Applying the same language as appears in the Code, the PBGC has opined that strict construction of the terms of the statute would frustrate Congressional intent concerning plans sponsored by governmental employers, so that pension plans taken over from a private business by a governmental employer are governmental plans excluded from the provisions of Title IV of ERISA. 6

The IRS’ interpretation of the established or maintained language remains largely a mystery. In the only ruling to date concerning the acquisition of a private employer and its plan by a governmental employer, the IRS ruled without discussion that such a plan is a governmental plan. 7

The status of a plan established by a government entity and subsequently privatized and taken over by a private employer has not been ruled on. The legislative history of the governmental plan provision indicates that such a plan should not be considered a governmental plan, since a significant reason for exempting governmental plans from ERISA was "the ability of the governmental entities to fulfill their obligations to employees through their taxing powers." 8 If the plan is no longer sponsored and maintained by a governmental employer, the security provided by the government’s taxing authority is no longer available to the plan.

Strict construction of §414(d) would require that a plan be both established by a governmental employer and maintained by a governmental employer in order to enjoy governmental plan status. However, strict construction is not only unnecessary in this instance, but contrary to Congressional intent. A recognized treatise on statutory construction indicates the significance of Congressional intent in interpreting such provisions:

Where two or more requirements are provided in a section and it is the legislative intent that all of the requirements must be fulfilled in order to comply with the statute, the conjunctive "and" should be used. Where a failure to comply with any requirement imposes liability, the disjunctive "or" should be used . There has been, however, so great laxity in the use of these terms that courts have generally said that the words are interchangeable and that one may substituted for the other, if consistent with the legislative intent. 9 [emphasis added.]

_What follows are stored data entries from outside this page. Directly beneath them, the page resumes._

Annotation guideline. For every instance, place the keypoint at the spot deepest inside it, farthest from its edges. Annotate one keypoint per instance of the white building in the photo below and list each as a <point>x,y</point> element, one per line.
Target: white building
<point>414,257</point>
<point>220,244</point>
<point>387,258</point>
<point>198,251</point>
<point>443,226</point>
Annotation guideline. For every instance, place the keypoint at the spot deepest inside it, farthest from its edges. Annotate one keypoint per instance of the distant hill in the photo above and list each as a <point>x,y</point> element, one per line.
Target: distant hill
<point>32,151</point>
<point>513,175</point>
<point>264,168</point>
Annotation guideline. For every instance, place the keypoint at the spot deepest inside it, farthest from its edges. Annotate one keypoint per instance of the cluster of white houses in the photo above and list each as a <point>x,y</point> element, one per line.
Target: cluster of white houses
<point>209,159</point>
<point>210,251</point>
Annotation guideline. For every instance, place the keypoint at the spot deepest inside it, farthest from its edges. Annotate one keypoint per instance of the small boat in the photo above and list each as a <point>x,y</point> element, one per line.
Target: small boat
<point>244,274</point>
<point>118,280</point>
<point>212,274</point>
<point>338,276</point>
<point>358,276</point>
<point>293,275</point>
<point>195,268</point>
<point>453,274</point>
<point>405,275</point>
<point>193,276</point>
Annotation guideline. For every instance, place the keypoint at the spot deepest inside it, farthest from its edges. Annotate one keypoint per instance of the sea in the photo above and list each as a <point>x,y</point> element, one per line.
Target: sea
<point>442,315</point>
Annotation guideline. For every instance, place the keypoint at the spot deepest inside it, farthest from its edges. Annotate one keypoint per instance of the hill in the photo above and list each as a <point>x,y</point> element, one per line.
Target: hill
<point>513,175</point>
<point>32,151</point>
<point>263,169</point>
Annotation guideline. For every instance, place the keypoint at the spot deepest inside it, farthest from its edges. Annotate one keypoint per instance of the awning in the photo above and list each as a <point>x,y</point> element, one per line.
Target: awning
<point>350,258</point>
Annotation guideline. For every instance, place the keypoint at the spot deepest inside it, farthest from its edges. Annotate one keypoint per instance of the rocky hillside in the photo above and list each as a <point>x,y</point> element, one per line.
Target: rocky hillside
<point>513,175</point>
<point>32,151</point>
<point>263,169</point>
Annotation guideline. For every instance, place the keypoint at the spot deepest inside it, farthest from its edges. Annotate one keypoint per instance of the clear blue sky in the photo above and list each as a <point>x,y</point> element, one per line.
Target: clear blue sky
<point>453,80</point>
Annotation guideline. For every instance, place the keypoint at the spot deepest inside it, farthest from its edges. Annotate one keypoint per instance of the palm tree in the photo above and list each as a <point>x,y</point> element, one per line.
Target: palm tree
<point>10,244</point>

A significant body of case law illustrates and confirms this principle. 10 Thus, the use of the "established and maintained" phrase in §414(d) does not necessarily mandate that a plan meet both criteria in order to be considered a governmental plan subject to the nondiscrimination moratorium. Both the legislative history of the definition of governmental plan and the actual text of the moratorium provisions indicate that current sponsorship of a plan by a governmental employer is the single criterion for determining governmental plan treatment.

The legislative history of ERISA indicates that the special rules concerning vesting, participation and funding are for "plans sponsored by State and local governments." 11

Additionally, the new sections of the Code exempt "a governmental plan (within the meaning of section 414(d)) maintained by a State or local government or political subdivision thereof (or agency or instrumentality thereof)" from various nondiscrimination requirements. 12 So the ERISA legislative history focuses on the current sponsorship of the plan, and the Code’s nondiscrimination provisions use a maintenance requirement for determining whether a plan falls under the moratorium.

The IRS should issue guidance consistent with the clear Congressional intent that plans currently maintained by governmental employers are considered governmental plans and exempt from the nondiscrimination requirements. Accordingly, plans initiated by private employers but currently sponsored by governmental employers should be considered governmental plans exempt from the nondiscrimination requirements, and plans initiated by governmental employers but currently sponsored by private employers are not governmental plans and are not exempt from the nondiscrimination requirements. Such a position would not only follow the congressional intent, but also provide a unified policy and definition of governmental plan for all purposes of ERISA and the Code.